Livingstone Health Holdings Completes Strategic Acquisition of Affinity Surgery Centre Stake
Livingstone Health Holdings Limited Completes Acquisition of 20% Stake in Affinity Surgery Centre
Livingstone Health Holdings Limited (“Livingstone Health” or the “Company”), a Singapore-incorporated healthcare group, has announced the completion of its acquisition of a 20% stake in Affinity Surgery Centre Pte. Ltd. (“Affinity Surgery Centre”). This marks a significant strategic development for the Company and its shareholders, with potential implications for its future growth and share value.
Key Highlights and Details of the Report
- Completion Date: The acquisition was officially completed on 1 December 2025.
- Stake Acquired: Livingstone Health, through a wholly owned subsidiary, has acquired 20% of Affinity Surgery Centre Pte. Ltd.
- Associated Company Status: Following the acquisition, Affinity Surgery Centre has become an associated company of Livingstone Health, as defined under the Catalist Rules.
Shareholders’ Agreement and Investment Safeguards
- Shareholders’ Agreement Mechanism: A detailed Shareholders’ Agreement was executed on 28 November 2025 involving the Purchaser (Livingstone Health’s subsidiary) and the Vendor.
- Capital Protection Clause: If the Revised Employment Agreement with the Vendor is terminated by the Vendor for any reason (the “Termination Event”), the Purchaser is required to sell all its shares in Affinity Surgery Centre back to the Vendor. The sale price will be determined by an investment capital protection formula, designed to safeguard Livingstone Health’s investment value in the event of the Vendor’s exit.

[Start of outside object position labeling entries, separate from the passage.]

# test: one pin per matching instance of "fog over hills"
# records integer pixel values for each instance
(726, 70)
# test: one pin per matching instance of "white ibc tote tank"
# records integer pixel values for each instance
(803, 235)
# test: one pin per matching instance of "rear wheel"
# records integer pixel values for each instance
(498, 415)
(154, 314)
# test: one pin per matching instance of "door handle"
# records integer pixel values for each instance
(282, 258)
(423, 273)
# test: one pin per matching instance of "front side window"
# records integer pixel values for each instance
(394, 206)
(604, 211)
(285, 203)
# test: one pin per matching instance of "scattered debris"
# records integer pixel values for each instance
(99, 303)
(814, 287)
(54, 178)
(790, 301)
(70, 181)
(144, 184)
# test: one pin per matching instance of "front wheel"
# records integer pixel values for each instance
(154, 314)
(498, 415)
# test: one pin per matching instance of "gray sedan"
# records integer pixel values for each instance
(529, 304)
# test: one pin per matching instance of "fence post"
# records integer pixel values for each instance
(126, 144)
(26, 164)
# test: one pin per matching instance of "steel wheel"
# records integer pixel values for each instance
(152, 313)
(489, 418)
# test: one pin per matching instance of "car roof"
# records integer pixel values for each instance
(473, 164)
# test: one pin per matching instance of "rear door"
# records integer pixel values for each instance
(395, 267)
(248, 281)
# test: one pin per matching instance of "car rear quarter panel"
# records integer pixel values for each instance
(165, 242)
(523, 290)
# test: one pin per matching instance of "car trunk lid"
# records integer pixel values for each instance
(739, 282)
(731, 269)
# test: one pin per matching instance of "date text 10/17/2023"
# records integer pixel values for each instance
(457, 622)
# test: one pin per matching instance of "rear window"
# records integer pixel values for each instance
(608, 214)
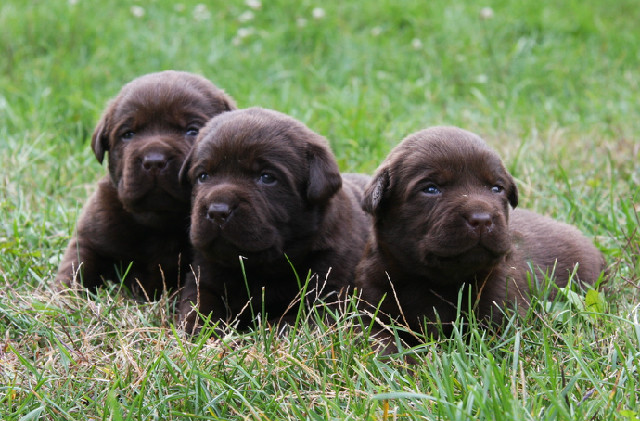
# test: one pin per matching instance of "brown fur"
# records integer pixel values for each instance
(441, 208)
(266, 187)
(140, 212)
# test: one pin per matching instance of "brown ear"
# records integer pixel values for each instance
(228, 102)
(376, 190)
(324, 175)
(512, 192)
(100, 138)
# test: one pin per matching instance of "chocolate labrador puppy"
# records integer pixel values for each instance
(441, 209)
(136, 223)
(268, 199)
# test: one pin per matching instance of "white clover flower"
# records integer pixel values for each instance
(246, 16)
(137, 11)
(201, 12)
(254, 4)
(486, 13)
(318, 13)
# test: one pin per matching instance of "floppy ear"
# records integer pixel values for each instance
(376, 190)
(324, 175)
(100, 138)
(512, 192)
(228, 102)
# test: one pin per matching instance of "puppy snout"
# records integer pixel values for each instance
(219, 212)
(480, 221)
(154, 161)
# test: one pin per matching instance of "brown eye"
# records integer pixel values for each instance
(202, 177)
(267, 179)
(431, 190)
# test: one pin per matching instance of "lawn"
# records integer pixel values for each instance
(552, 86)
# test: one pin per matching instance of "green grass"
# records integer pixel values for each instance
(552, 86)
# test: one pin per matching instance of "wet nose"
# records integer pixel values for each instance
(219, 212)
(154, 161)
(480, 221)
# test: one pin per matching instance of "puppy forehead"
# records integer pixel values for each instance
(448, 153)
(256, 134)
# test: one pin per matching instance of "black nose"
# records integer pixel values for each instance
(154, 161)
(219, 212)
(480, 221)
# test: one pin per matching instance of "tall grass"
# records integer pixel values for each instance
(552, 86)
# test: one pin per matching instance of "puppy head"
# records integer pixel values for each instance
(148, 130)
(261, 181)
(440, 202)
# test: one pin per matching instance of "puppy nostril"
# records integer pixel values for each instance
(219, 212)
(480, 220)
(154, 160)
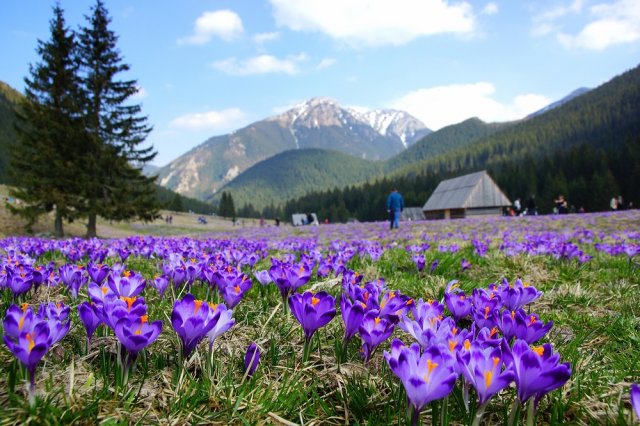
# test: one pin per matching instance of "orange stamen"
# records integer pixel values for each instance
(488, 376)
(31, 342)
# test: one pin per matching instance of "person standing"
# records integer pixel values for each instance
(395, 206)
(531, 206)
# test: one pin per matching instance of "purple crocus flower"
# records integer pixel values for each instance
(89, 317)
(98, 272)
(223, 321)
(373, 331)
(18, 320)
(485, 370)
(233, 292)
(312, 310)
(130, 284)
(161, 282)
(135, 333)
(419, 260)
(263, 277)
(352, 315)
(55, 314)
(116, 309)
(434, 265)
(29, 348)
(191, 319)
(457, 301)
(465, 264)
(73, 277)
(634, 394)
(517, 295)
(289, 277)
(251, 359)
(30, 335)
(521, 325)
(537, 370)
(19, 282)
(426, 377)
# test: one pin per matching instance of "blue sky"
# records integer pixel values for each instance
(208, 67)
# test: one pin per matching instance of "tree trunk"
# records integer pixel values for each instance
(57, 224)
(91, 226)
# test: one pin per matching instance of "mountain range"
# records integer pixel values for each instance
(601, 119)
(318, 123)
(319, 145)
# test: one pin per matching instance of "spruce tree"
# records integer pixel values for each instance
(114, 186)
(50, 141)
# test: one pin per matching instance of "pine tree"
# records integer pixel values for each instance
(47, 153)
(114, 185)
(176, 203)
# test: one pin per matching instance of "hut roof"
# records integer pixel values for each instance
(475, 190)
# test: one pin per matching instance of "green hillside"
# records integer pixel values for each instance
(208, 166)
(9, 100)
(444, 140)
(587, 149)
(603, 118)
(294, 173)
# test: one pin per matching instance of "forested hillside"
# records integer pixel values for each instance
(298, 172)
(444, 140)
(9, 101)
(587, 149)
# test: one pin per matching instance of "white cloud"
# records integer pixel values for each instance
(444, 105)
(325, 63)
(261, 64)
(375, 22)
(261, 38)
(546, 21)
(222, 120)
(490, 9)
(225, 24)
(612, 24)
(140, 94)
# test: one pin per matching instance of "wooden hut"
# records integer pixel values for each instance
(411, 214)
(475, 194)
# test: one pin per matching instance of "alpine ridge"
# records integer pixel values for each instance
(317, 123)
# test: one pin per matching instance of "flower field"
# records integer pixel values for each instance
(530, 320)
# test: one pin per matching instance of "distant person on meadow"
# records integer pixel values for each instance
(562, 207)
(395, 205)
(517, 206)
(532, 210)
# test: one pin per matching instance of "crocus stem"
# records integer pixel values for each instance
(444, 412)
(343, 353)
(478, 416)
(514, 410)
(531, 412)
(415, 417)
(307, 349)
(31, 390)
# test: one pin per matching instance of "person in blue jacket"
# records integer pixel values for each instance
(395, 205)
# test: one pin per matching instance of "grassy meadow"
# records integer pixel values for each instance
(591, 289)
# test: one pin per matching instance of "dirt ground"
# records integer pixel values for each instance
(182, 224)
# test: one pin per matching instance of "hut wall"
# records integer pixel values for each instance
(485, 211)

- Mandatory Sale: The sale of shares is mandatory upon a Termination Event, unless specific scenarios in the Shareholders’ Agreement exempt the obligation.
- No Option Rights: Neither party is granted any call or put option in connection with the sale, ensuring clarity and certainty in the event of employment termination.
Potential Share Price Sensitivity and Investor Considerations
- Strategic Expansion: The acquisition aligns with Livingstone Health’s strategic objectives to expand its healthcare portfolio, offering potential for increased revenues and market reach through specialty surgical services.
- Investment Protection: The capital protection mechanism reduces downside risk for Livingstone Health, ensuring shareholders’ interests are safeguarded if key management (Vendor) exits the operation.
- Associated Company Synergies: Affinity Surgery Centre’s operations and financials will now be associated with Livingstone Health, possibly contributing positively to its consolidated financial results.
- Risk Disclosure: Investors should be aware that any future Termination Event could trigger a mandatory sale of shares, potentially impacting Livingstone Health’s holdings and its financial exposure to Affinity Surgery Centre.
Regulatory and Sponsor Review
- This announcement was reviewed by Livingstone Health’s sponsor, SAC Capital Private Limited. However, it has not been examined or approved by the Singapore Exchange Securities Trading Limited (SGX-ST). The SGX-ST does not take responsibility for its contents.
Conclusion
The completion of the 20% acquisition in Affinity Surgery Centre represents a key milestone for Livingstone Health Holdings. The detailed structure of the Shareholders’ Agreement, especially the investment capital protection formula, provides significant security for the Company and its investors. The transaction is likely to be price-sensitive, given its potential impact on Livingstone Health’s business strategy, risk profile, and financial performance.
Disclaimer
This article is for informational purposes only. It does not constitute investment advice, and investors should conduct their own due diligence or consult their financial advisors before making any investment decisions. The information contained herein is based on official company announcements and is subject to change without notice.